Depuis plus de quinze ans, Equipop bénéficie du soutien de l’AFD pour mener à bien des projets au service de l’égalité de genre et des droits des femmes, en collaboration avec des associations et des chercheuses. Mais la mise en place du Fonds de soutien aux organisations féministes (FSOF) a constitué un tournant dans notre relation avec l'AFD. Ce fonds, lancé en 2020 dans le cadre de l’agenda « diplomatie féministe » de la France, constituait une réponse concrète aux besoins des associations féministes de première ligne, extrêmement sous-financées malgré leur rôle crucial. Il s’agit toujours d’un levier indispensable pour soutenir des associations qui agissent sur le terrain.
Il est essentiel d'insister sur le fait que le FSOF venait corriger une lacune majeure du financement international des associations féministes. Un rapport de l’Awid publié en 2021 a révélé que moins de 1 % de l’aide publique au développement mondiale axée sur le genre est effectivement alloué aux institutions et associations pour les droits des femmes. Ce taux est alarmant, car nous savons que c’est grâce à la mobilisation des militantes et des associations que les plus grandes avancées en matière d’égalité sont obtenues. Le FSOF visait à corriger ce déséquilibre en dirigeant une partie substantielle des fonds vers les associations dont la défense des droits des femmes constitue l’objet premier, en particulier celles qui sont en première ligne et qui restent les moins dotées.

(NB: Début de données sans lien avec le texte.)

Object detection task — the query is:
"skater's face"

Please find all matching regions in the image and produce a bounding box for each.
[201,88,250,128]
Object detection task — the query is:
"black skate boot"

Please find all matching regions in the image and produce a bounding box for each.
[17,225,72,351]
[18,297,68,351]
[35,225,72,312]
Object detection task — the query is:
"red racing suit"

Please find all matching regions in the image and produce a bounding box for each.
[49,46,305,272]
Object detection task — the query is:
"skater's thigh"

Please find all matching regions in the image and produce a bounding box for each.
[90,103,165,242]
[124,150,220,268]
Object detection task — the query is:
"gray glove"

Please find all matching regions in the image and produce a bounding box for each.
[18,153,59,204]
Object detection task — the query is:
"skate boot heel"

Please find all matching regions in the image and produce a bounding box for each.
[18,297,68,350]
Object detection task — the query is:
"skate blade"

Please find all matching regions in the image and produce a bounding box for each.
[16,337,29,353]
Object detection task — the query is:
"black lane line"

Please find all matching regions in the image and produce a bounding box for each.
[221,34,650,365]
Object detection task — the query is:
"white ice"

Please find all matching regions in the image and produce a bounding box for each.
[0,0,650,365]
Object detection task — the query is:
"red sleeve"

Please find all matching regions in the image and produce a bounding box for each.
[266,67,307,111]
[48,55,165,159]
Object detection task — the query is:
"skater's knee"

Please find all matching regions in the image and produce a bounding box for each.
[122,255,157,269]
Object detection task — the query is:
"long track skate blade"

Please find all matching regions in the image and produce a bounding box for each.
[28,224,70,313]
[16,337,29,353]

Le FSOF a ainsi permis à des consortiums rassemblant des associations de solidarité internationale, des fonds féministes, des ONG, de développer des mécanismes de soutien financier auprès d’associations de plusieurs géographies. Equipop, aux côtés d’autres actrices, a participé à sa mise en œuvre et a ainsi pu renforcer ses partenariats existants, tout en en développant de nouveaux. Appuyer la création de médias, de festivals ou de bibliothèques féministes, financer des centres d’accueil de femmes victimes de violences, former des femmes à l’agroécologie ou mener des campagnes de sensibilisation à la dignité menstruelle : les projets portés par les associations partenaires sont divers.

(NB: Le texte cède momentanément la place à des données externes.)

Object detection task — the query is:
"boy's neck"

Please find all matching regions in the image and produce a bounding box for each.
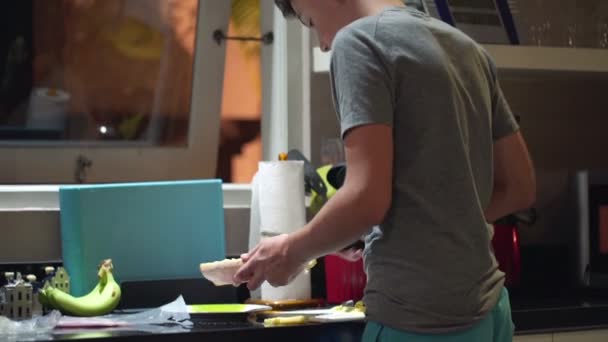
[358,0,405,17]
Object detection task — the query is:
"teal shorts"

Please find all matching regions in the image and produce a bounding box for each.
[363,288,515,342]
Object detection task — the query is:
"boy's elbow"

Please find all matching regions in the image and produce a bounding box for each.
[518,176,536,209]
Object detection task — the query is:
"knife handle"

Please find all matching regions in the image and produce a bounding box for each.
[342,240,365,251]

L’un des grands défis auxquels sont confrontées les associations reste le manque de financement durable et flexible. Le FSOF avait justement pour particularité de financer non seulement des actions ponctuelles, mais aussi de soutenir le développement institutionnel des associations. Celles-ci ont donc pu utiliser une partie des fonds pour recruter du personnel, se doter de locaux, investir dans des outils de communication ou encore former leurs membres. C'est essentiel pour leur permettre de porter des changements de long terme au niveau local et international.

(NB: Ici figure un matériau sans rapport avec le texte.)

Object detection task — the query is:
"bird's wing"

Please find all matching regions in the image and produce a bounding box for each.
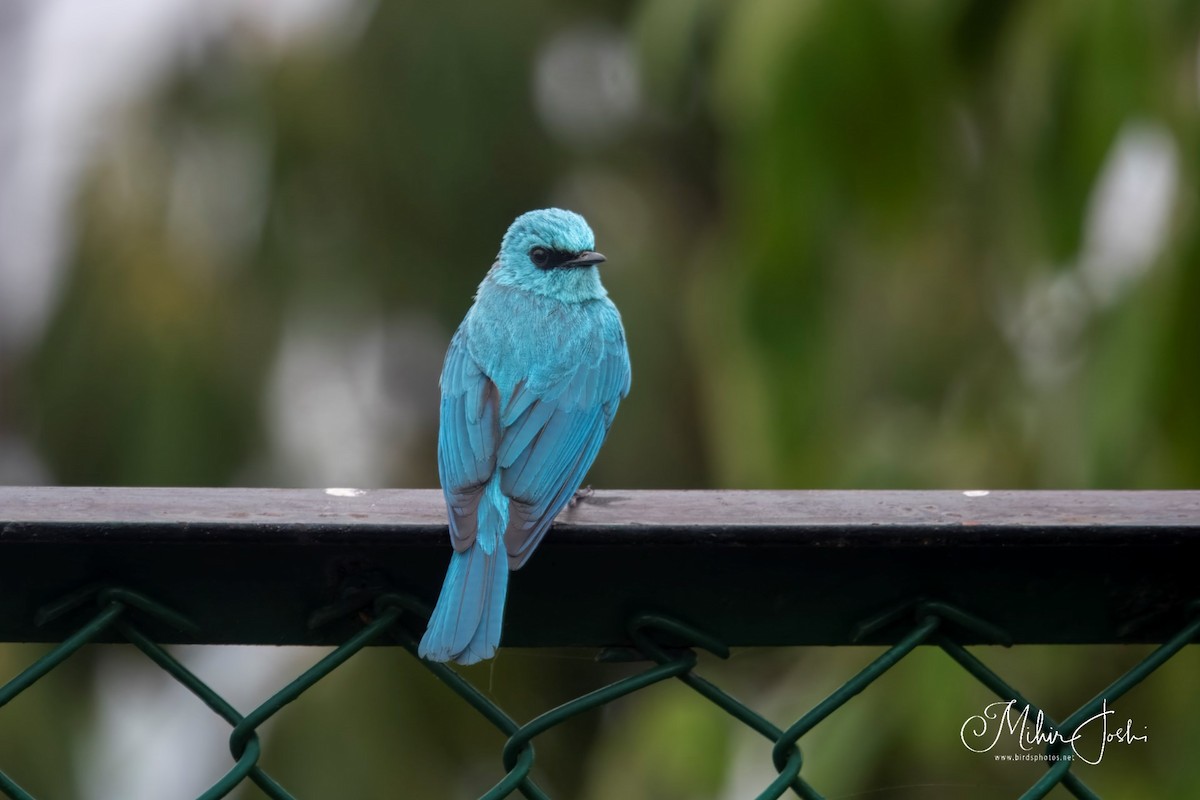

Car un autre aspect important du FSOF est qu'il a permis à ces associations de s’inscrire dans des dynamiques de plaidoyer collectif. Par exemple, plusieurs délégations d’activistes féministes ont pu se rendre à Paris et dans d’autres capitales pour porter leurs revendications auprès des décideurs politiques. Ces rencontres permettent aux activistes de partager leurs expériences et de participer à la définition des politiques publiques. Le dialogue avec les décideurs est crucial pour influencer les agendas politiques et obtenir des avancées législatives et sociales.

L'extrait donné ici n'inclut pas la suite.